As I looked for the Guardian tattoo, I saw that the steel rods that controlled his hands were connected to a hard black shell that started just below his wrists. Keishi, I subvoked, give me four hundred percent, quick. When the magnification kicked in, I could see the rows of copper needles that anchored the carapace into his skin.

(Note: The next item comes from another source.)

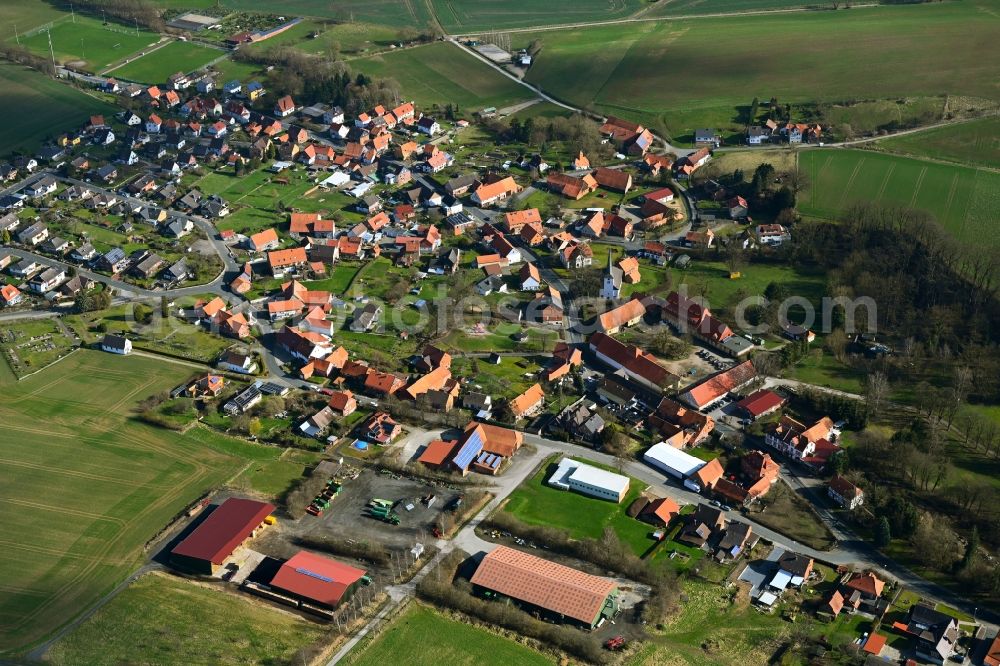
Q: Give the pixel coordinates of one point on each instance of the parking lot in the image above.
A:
(349, 515)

“You understand the code?” he prompted.
I canceled the zoom and looked back at the thirty-two squares etched into his skin with magnetic ink. Keishi’s moistdisk helped me recognize the blackened sixth, nineteenth, and twenty-sixth boxes as signifying “irreparable but nonhereditary organic brain defects.”
“I guess they were wrong about its being irreparable.”
“On the contrary, it has not been and cannot be repaired. But the right sort of wiring can compensate.”
“How did you go from a political to a six-nineteen?”
Before he could answer, the waiter returned to take our orders. I had not opened my menu, so I asked for black coffee and a ham sandwich. After a long discussion about ingredients, Voskresenye commanded cabbage pirozhki, which the impatient waiter twice assured him were free of meat.
“You are vegetarian?”
“‘My food is not that of man,’” he quoted; “‘I do not destroy the lamb and the kid to glut my appetite; acorns and berries afford me sufficient nourishment.’”
“Gandhi,” I hazarded.
“No,” he said. “Frankenstein’s Creature. Gandhi, I imagine, would not have been so arrogant, but for me it’s most appropriate.”
I frowned. “I don’t remember—”
“Not the film, the book. A preclassical allusion, by the modern reckoning. Forgive me; I have grown too used to being my own audience.”